Ceph/CVMFS/Filer Service Meeting

600/R-001 (CERN)



Show room on map
    • 14:00 14:15
      CVMFS 15m
      Speaker: Enrico Bocchi (CERN)

      Enrico (Greetings from Copenhagen):

      • lhcb Stratum0 volume affected by network outage on ceph
        • Repo was in a transaction
        • Needed to abort (and reboot) once ceph was back
      • New 'cms-ci' repo on S3. Delivered.
      • Faser experiment asked 3 new repos (RQF1510252). Discussion with user ongoing.
      • 6 frontier-squids in prod, two VMs per AZ, 640GB x 6 VMs, 2 workers per VM
        • 3 old squids to be retired
          • ca05. I remember seeing this explicit in some client config and in docs
          • Will ask the network team who is querying this before deleting the VM
        • 3 dedicated squids for atlas to be upgraded to frontier
          • won't use big machines here


    • 14:15 14:30
      Ceph: Operations 15m
      • Notable Incidents or Requests 5m

        Dan and Julien

        • Thursday's Ceph outage (OTG0054393):
          • Switch rebooted around 3:50 and faulty line card (OTG0054392) resulting in the block storage/cephfs clusters being down
          • Daemons were restarted and once the faulty line card was fixed, the issue was resolved around 9h
          • Router issue is "ECMP" with a flaky router. See https://xkcd.com/2259/
      • Repair Service Liaison 5m
        Speaker: Julien Collet (CERN)
      • Backend Cluster Maintenance 5m
        Speaker: Theofilos Mouratidis (CERN)

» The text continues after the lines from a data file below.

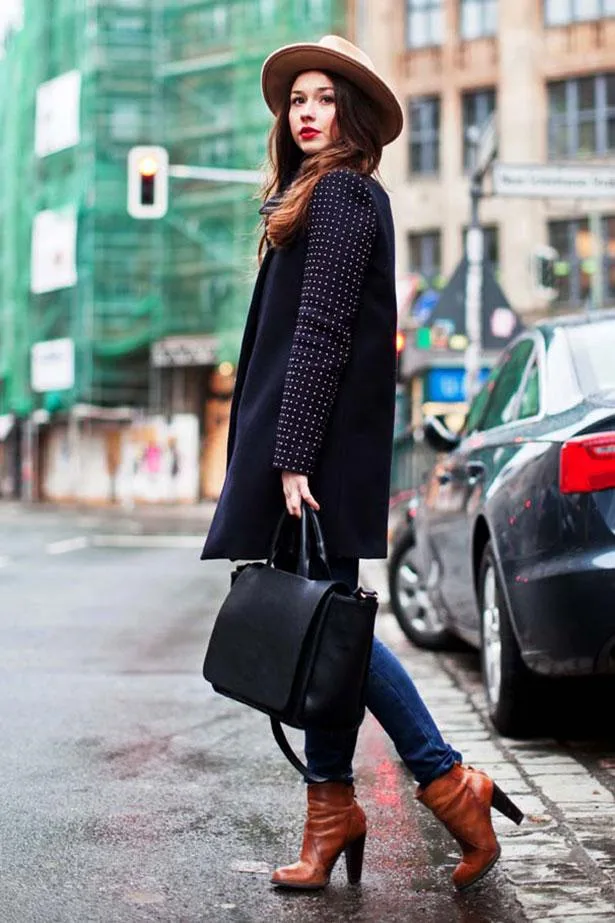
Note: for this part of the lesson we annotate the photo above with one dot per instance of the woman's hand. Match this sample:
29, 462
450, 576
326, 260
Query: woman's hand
296, 489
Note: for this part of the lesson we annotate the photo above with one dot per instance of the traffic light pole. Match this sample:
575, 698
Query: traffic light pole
474, 289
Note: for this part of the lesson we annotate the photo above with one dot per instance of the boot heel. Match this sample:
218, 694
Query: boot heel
354, 860
505, 806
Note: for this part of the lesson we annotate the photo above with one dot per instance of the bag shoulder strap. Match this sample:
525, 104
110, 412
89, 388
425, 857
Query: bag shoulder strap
291, 756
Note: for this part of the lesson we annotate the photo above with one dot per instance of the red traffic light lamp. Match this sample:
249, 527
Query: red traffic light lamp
148, 182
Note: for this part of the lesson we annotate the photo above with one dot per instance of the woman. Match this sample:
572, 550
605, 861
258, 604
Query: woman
312, 422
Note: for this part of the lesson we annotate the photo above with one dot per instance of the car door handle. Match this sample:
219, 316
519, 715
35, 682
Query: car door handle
475, 471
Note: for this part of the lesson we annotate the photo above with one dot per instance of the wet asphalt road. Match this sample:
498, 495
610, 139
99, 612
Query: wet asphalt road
129, 791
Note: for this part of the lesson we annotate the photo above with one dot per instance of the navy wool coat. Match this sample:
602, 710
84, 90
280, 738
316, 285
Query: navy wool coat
315, 388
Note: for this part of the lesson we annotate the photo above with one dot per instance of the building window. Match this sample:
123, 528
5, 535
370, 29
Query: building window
478, 18
424, 255
477, 107
423, 23
574, 242
491, 247
582, 117
561, 12
425, 134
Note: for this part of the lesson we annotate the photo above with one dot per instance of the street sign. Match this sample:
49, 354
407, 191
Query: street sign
53, 365
571, 181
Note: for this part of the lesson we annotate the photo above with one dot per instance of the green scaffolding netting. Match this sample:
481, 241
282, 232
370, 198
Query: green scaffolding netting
180, 73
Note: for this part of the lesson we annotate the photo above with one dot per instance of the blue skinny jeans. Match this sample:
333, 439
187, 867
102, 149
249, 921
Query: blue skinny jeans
394, 701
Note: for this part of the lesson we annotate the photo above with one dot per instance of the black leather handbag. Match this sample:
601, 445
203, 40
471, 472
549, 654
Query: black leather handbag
294, 644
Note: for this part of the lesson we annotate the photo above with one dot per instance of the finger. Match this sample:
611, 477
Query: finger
293, 503
309, 499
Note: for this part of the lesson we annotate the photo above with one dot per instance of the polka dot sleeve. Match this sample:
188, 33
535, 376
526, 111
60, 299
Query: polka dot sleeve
340, 235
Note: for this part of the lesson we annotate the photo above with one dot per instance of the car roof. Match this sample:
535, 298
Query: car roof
549, 325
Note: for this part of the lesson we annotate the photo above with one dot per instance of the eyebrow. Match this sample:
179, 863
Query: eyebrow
318, 89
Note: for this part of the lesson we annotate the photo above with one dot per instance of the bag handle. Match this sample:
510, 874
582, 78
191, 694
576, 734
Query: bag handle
291, 756
311, 542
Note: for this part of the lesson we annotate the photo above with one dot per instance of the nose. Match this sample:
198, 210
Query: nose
307, 115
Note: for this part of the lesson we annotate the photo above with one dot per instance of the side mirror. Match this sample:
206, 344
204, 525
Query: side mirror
439, 436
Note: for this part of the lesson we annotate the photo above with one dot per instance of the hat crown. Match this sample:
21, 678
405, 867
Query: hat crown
343, 46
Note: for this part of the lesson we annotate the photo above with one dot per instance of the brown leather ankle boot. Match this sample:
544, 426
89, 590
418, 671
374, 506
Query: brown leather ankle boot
462, 800
335, 824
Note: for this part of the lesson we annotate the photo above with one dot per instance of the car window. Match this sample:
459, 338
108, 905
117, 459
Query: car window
529, 404
592, 353
479, 404
501, 406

        • cephcta small cluster upgraded to v14.2.6. No issues.
    • 14:30 14:45
      Ceph: Projects, News, Other 15m
      • Backup 5m
        Speaker: Roberto Valverde Cameselle (CERN)


        • Backup issue of last week seems solved, reason unclear.
        • Starting to add big users to the backup. 550T S3 storage used now, 17.6K users enabled, 2.8k pending. [grafana]
      • HPC 5m
        Speaker: Dan van der Ster (CERN)
      • Kopano 5m
        Speaker: Dan van der Ster (CERN)
      • Upstream News 5m
        Speaker: Dan van der Ster (CERN)
    • 14:45 14:55
      S3 10m
      Speakers: Julien Collet (CERN), Roberto Valverde Cameselle (CERN)
    • 14:55 15:05
      Filer/CephFS 10m
      Speakers: Dan van der Ster (CERN), Theofilos Mouratidis (CERN)
    • 15:05 15:10
      AOB 5m


      • Ceph SUG Call (https://pad.ceph.com/p/Ceph_Science_User_Group_20200122), in brief:
        • Globally, Nautilus feedback is really good (at least for those running 14.2.6)
        • A lot of users plan to upgrade from Luminous to Nautilus straight (à la cephgabe), our friends from SKA are planning to do it soon on their rgw cluster.
        • (recording to be relased soon)